55Dans ce contexte, l’inscription sur la liste du patrimoine mondial n’est pas une priorité à Naplouse. C’est en effet l’Etat et donc l’AP qui choisit le dossier qu’il va présenter à l'UNESCO, et Naplouse semble être mise de côté dans la politique palestinienne de développement territorial, considérée comme rebelle et pas forcément fidèle au pouvoir central aux mains du Fatah. Depuis la deuxième Intifada, la ville souffre des blocus orchestrés par l’armée israélienne en périodes de tensions et de la prédation des terres par la multiplication des colonies aux alentours (cinq actuellement). Pour ces raisons, Naplouse se retrouve isolée économiquement et géographiquement du nouvel axe stratégique Ramallah-Jérusalem privilégié par l’AP.
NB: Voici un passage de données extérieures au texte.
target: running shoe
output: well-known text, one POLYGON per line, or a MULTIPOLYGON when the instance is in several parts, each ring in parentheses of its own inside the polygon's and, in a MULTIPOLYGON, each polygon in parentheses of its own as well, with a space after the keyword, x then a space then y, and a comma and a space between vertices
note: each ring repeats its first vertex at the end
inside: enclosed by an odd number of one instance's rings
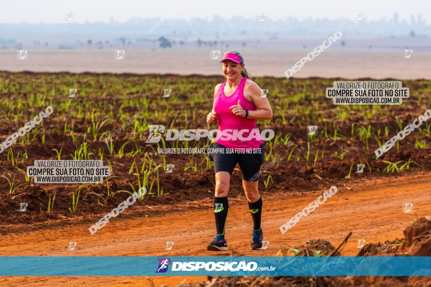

56De plus, on peut supposer que les liens entre le pouvoir municipal et le pouvoir central se sont affaiblis ces dernières années. Jusqu’en 2015, la municipalité représentée par Ghassan Shakaa, neveu d’un ancien maire de Naplouse et membre de l’OLP (Organisation de Libération de la Palestine) était proche de l’autorité nationale. Cette proximité avec le pouvoir central s’est ébréchée entre 2005 et 2012, lors du premier mandat du maire actuel Adly Yaish, alors affilié au Hamas. Cette période a connu une augmentation des heurts entre la police palestinienne, fidèle au pouvoir central, et les membres du Hamas à Naplouse (Barthe, 2007). Elu à nouveau en 2017, mais cette fois en faisant alliance avec le Fatah, ce maire n’est plus plus aussi soutenu que son prédécesseur par le pouvoir central. C’est peut-être ce qui explique qu’une inscription UNESCO semble lointaine, malgré la richesse et l’universalité du patrimoine de Naplouse.
57Finalement, ces hypothèses nous amènent à penser que le processus de patrimonialisation est d’abord dépendant de la volonté étatique. Si l’AP mise aujourd’hui sur une reconnaissance internationale au travers de son statut à l’UNESCO, elle n’a pas encore mis en place des lois qui encadreraient le développement urbain et la protection du patrimoine. Ainsi, les sites historiques en territoires palestiniens ne bénéficient pas tous des mêmes moyens humains et financiers, puisque certains obtiennent des plans de rénovation et de valorisation, alors que d’autres doivent compter sur les ressources locales ou sur des collaborations internationales.